Several Atkinson teams are exploring new ways to promote planetary health for the well-being of humans, animals and ecosystems. Cornell’s new Master of Public Health (MPH) – an interdisciplinary degree program begun in fall 2017 – is co-sponsoring three projects, thanks to a gift from David Atkinson.
Atkinson research teams will work for New York state, finding ways to remediate lakes with legacy pollutants, helping dairy and cattle farmers reduce antibiotic use while protecting their livelihoods, and improving rural resilience as solar development comes to farming communities. Two teams will refine Cornell’s Earth Source Heat technology, which aims to bring clean geothermal heat to the Ithaca campus by 2035.
In support of Engaged Cornell, Atkinson is promoting undergraduate contributions to AVF research. Project teams involved with community-engaged research can apply for $10,000 of student research funding through the Office of Engagement Initiatives.
Greening the Grid: Some U.S. fossil fuel power stations primarily run during periods of high cooling demand. The output from these “peaker” plants is relatively inefficient, producing higher emissions. Ground source heat pumps, which harness the Earth’s heating and cooling energy, could help an integrated energy grid meet periods of peak demand with renewable energy. Currently in the testing phase, a geothermal system with ground source heat pumps will be coming to Cornell, using the Ithaca campus as a living laboratory to test the technology.
Investigators: C. Lindsay Anderson, biological and environmental engineering; Jefferson Tester, chemical and biomolecular engineering; Michal Moore, chemical and biomolecular engineering; Mark Milstein, Cornell SC Johnson College of Business, Johnson; Tim Mount, Energy Institute at Cornell.
Making the Most of Marginal Lands: Marginal land, including degraded farmland and contaminated sites, could be the next frontier for expanding biofuel production. Less-fertile soils are often poorly drained, with pronounced wet and dry cycles, and these fluctuations can also affect how plants respond to climate stress. The team will identify responses in the rhizosphere – the soil layer where plant roots and microorganisms interact – that help biomass crops thrive during drought and rewetting cycles, for better productivity in marginal soils and a changing climate.
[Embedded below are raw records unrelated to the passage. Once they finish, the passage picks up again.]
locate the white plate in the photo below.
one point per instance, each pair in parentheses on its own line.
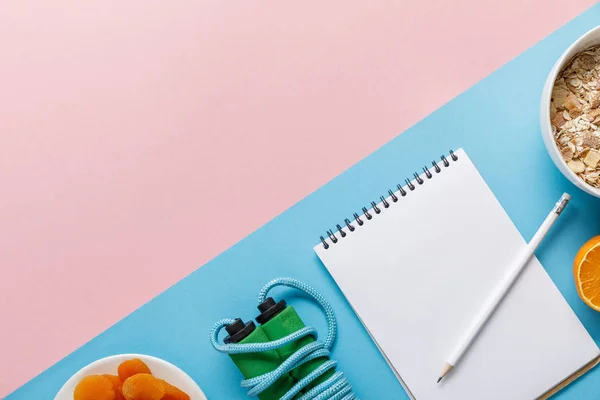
(160,368)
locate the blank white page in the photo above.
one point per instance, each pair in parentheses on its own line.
(418,272)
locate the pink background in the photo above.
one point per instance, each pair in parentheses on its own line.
(139,139)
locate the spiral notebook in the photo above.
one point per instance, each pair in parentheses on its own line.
(416,266)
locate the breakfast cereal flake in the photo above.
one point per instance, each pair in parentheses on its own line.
(575,114)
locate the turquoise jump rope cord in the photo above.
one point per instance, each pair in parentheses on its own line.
(336,387)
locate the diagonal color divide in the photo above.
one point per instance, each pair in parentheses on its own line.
(139,140)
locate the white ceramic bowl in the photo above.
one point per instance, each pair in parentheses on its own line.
(589,39)
(160,368)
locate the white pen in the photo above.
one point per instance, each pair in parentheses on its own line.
(495,298)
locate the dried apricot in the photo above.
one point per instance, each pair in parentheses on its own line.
(94,387)
(117,386)
(131,367)
(143,387)
(173,393)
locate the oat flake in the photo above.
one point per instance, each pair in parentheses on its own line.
(574,113)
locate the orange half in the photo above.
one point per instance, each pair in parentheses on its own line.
(586,270)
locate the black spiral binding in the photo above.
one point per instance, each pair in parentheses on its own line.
(375,210)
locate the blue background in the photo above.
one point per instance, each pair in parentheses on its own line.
(496,122)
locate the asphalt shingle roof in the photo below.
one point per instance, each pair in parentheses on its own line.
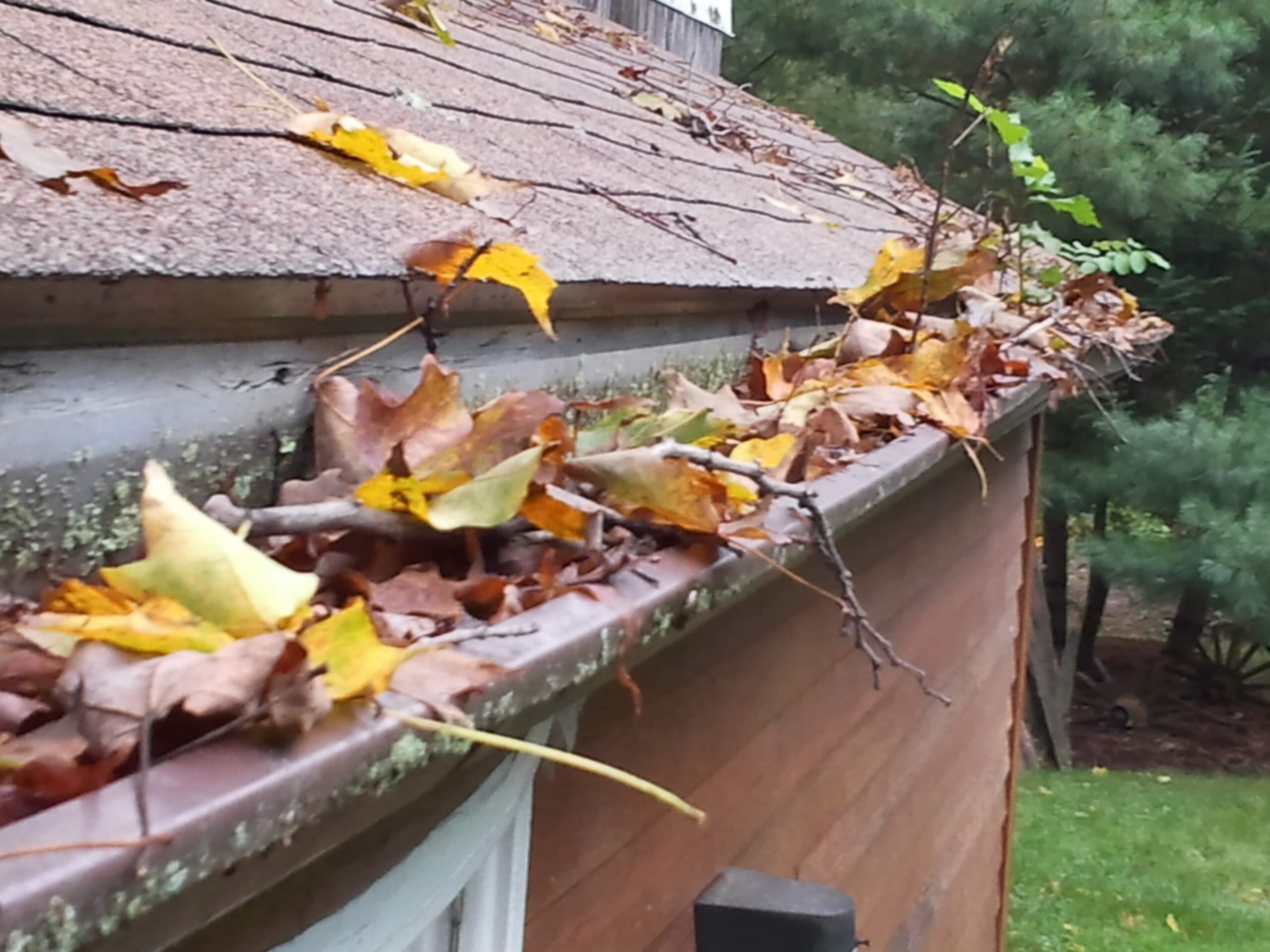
(618,193)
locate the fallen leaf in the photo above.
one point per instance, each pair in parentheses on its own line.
(357,663)
(657,103)
(116,691)
(445,679)
(554,516)
(158,626)
(874,402)
(766,452)
(685,395)
(463,182)
(51,167)
(896,259)
(421,12)
(196,561)
(865,338)
(429,420)
(896,281)
(548,32)
(642,481)
(505,263)
(489,499)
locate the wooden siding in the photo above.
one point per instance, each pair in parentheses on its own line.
(766,719)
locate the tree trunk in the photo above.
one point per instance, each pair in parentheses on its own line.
(1095,601)
(1189,620)
(1055,558)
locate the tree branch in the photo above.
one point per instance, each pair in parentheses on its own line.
(855,622)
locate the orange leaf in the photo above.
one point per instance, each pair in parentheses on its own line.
(505,263)
(670,490)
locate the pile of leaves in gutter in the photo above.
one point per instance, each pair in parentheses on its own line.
(430,524)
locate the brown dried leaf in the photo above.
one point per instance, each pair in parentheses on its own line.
(640,483)
(119,688)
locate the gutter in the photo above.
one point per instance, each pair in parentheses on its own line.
(243,817)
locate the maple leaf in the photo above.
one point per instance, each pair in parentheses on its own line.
(685,395)
(430,419)
(157,626)
(896,280)
(639,481)
(395,154)
(117,692)
(504,263)
(418,592)
(657,103)
(196,561)
(357,662)
(21,143)
(548,511)
(501,428)
(767,452)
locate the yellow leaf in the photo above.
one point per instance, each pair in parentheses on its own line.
(159,626)
(405,494)
(196,561)
(548,32)
(460,182)
(488,500)
(741,489)
(896,258)
(659,105)
(505,263)
(356,140)
(769,454)
(357,662)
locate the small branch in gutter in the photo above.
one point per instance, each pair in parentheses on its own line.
(435,304)
(855,621)
(140,843)
(652,219)
(318,517)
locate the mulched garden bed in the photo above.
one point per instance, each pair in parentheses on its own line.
(1202,738)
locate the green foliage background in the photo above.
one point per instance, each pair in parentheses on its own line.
(1159,111)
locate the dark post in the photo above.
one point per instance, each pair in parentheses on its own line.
(750,912)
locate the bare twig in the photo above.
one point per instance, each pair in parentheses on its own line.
(141,843)
(855,621)
(652,219)
(290,107)
(455,289)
Investigators: Taryn Bauerle, School of Integrative Plant Science, Horticulture Section; Abraham Stroock, chemical and biomolecular engineering; Ludmilla Aristilde, biological and environmental engineering; Larry Smart, School of Integrative Plant Science, Plant Breeding and Genetics Section.
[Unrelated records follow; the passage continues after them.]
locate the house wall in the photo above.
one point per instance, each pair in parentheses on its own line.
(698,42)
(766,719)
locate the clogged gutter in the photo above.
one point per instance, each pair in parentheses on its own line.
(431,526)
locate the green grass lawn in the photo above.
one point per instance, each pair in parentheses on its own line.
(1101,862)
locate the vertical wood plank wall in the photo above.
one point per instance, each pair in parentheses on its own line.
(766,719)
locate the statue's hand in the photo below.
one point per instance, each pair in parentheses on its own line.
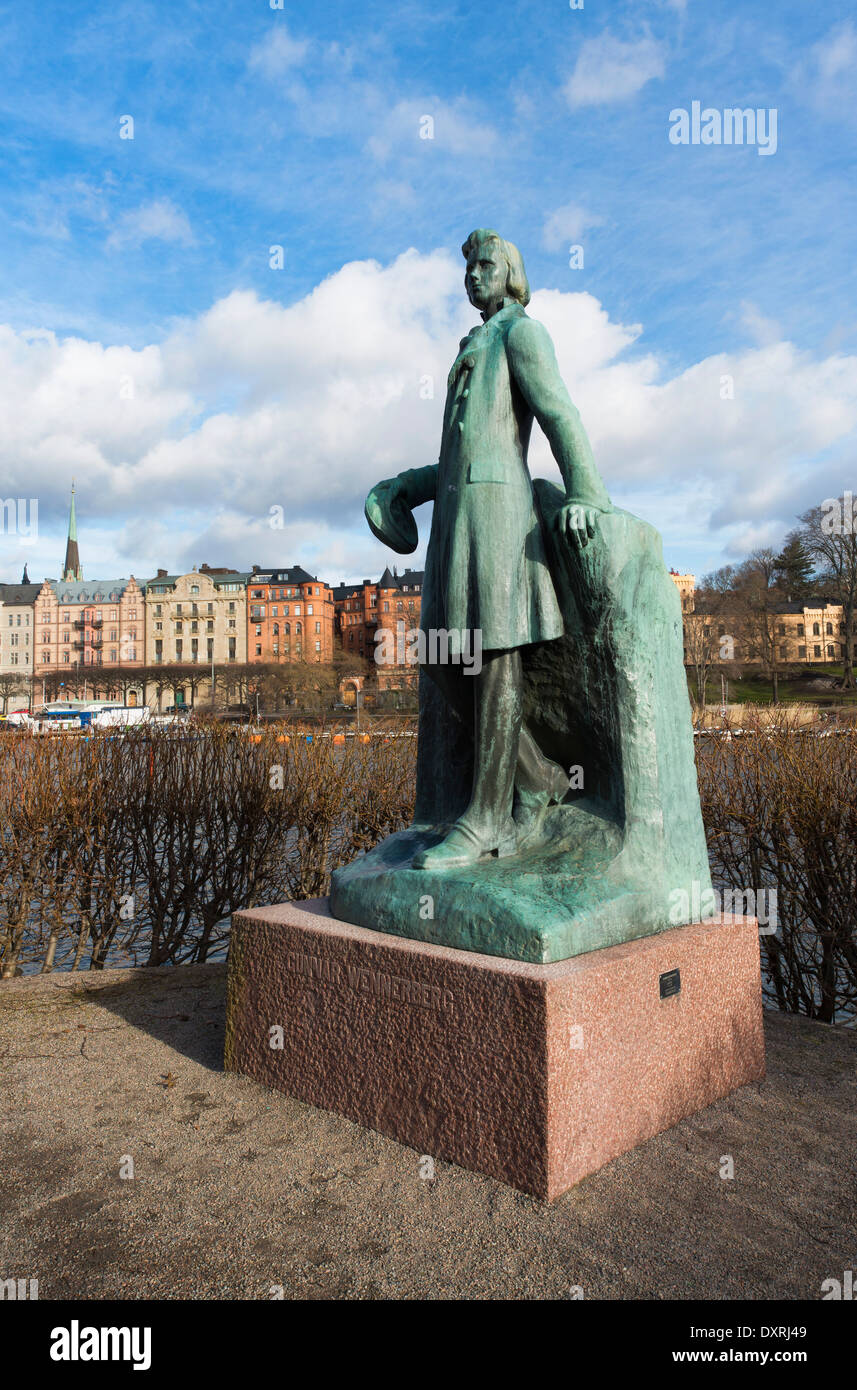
(575,521)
Taking the Quicksilver out of Gold Mining: Artisanal gold mining is the largest source of mercury emissions globally. Indonesia’s small-scale mining operations lead the world in mercury use and environmental contamination. This project aims to reduce mercury use in the mines and mitigate exposure in local food and water systems, while helping communities build alternative livelihoods. The team will also develop strategies for rehabilitating forest land degraded by mining. Co-sponsored by MPH.
Investigators: Jenny Goldstein, development sociology; Matthew Reid, civil and environmental engineering; Thomas Pepinsky, government.
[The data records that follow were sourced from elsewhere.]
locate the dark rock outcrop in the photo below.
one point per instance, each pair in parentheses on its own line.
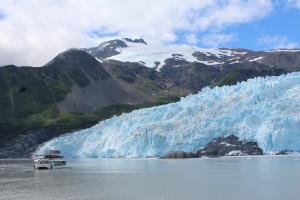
(221,146)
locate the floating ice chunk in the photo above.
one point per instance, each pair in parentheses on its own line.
(265,110)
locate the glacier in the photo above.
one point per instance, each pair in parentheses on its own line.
(265,110)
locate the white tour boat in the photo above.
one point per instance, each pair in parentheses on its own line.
(50,159)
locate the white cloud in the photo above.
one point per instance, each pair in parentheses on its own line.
(294,3)
(34,31)
(191,39)
(218,40)
(276,42)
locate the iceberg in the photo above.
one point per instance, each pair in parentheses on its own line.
(265,110)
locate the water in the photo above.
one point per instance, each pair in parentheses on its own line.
(254,178)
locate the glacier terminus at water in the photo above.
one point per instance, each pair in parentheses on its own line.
(265,110)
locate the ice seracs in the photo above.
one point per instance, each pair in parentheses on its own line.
(264,110)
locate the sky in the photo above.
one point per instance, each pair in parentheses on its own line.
(32,32)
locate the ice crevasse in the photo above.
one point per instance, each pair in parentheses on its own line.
(265,110)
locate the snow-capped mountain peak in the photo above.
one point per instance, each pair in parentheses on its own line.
(157,56)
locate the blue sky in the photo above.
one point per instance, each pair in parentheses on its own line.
(33,31)
(279,29)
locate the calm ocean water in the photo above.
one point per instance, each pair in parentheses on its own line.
(254,178)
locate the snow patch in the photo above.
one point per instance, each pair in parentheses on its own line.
(264,110)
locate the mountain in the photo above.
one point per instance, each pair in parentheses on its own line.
(81,87)
(264,110)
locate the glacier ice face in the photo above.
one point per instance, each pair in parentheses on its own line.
(265,110)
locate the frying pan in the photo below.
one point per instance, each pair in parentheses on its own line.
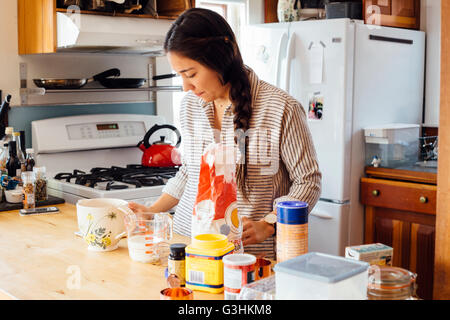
(114,83)
(130,82)
(73,83)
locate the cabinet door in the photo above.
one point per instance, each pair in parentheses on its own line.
(173,7)
(36,26)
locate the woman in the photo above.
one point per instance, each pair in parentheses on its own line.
(226,102)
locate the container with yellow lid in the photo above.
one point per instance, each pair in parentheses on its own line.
(204,266)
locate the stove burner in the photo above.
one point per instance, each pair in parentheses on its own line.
(133,174)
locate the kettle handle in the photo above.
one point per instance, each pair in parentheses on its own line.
(155,128)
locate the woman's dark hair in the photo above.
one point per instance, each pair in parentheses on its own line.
(205,36)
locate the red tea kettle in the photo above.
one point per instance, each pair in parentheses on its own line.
(160,153)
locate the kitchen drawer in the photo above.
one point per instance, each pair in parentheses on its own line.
(398,195)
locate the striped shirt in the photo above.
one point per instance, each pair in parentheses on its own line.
(281,159)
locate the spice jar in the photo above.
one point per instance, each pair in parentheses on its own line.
(41,183)
(177,262)
(28,191)
(391,283)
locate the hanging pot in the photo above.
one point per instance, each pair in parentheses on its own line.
(288,10)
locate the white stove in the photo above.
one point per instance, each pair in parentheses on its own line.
(96,156)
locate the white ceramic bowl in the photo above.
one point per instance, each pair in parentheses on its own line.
(101,222)
(14,196)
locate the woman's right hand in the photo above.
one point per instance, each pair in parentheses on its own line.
(138,208)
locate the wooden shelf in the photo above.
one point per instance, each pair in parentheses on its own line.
(402,175)
(118,14)
(154,88)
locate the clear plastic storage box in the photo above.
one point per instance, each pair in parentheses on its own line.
(394,145)
(319,276)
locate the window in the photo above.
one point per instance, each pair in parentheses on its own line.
(233,11)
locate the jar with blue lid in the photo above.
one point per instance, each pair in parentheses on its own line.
(292,229)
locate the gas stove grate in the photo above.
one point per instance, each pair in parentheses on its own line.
(116,178)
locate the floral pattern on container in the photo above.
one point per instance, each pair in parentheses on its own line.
(98,237)
(288,10)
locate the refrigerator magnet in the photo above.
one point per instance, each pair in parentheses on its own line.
(315,109)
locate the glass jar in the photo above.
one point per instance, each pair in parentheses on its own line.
(28,190)
(41,183)
(391,283)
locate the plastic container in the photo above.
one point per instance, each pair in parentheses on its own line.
(394,144)
(391,283)
(176,294)
(204,265)
(14,196)
(319,276)
(375,253)
(41,183)
(263,289)
(292,229)
(29,195)
(238,270)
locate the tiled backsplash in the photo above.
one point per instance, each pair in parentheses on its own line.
(20,117)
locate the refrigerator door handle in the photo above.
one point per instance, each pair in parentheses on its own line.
(389,39)
(321,214)
(278,58)
(290,56)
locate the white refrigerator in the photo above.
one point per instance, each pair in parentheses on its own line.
(347,75)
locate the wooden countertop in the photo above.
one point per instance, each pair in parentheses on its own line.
(40,258)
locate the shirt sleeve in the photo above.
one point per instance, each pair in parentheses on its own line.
(299,157)
(175,186)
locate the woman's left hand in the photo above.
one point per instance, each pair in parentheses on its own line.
(255,231)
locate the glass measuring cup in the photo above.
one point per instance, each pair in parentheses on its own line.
(148,236)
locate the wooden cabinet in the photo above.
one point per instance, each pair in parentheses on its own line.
(37,21)
(393,13)
(400,211)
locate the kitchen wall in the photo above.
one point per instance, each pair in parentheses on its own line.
(64,66)
(431,23)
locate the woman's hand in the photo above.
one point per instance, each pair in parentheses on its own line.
(139,208)
(255,231)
Analyzing Antibiotic Use in Animal Agriculture: Antibiotic resistance is a global public health threat – but regulations intended to reduce antimicrobial use in food animals could undercut the economic viability of animal agriculture and many related industries. This project aims to inform policymakers by analyzing the impacts of strategies for controlling bacterial resistance by looking at the entire food system, from production to processing, transport and consumption. The researchers will develop a sustainable model for antimicrobial use that protects human and animal health and also livelihoods. Co-sponsored by MPH.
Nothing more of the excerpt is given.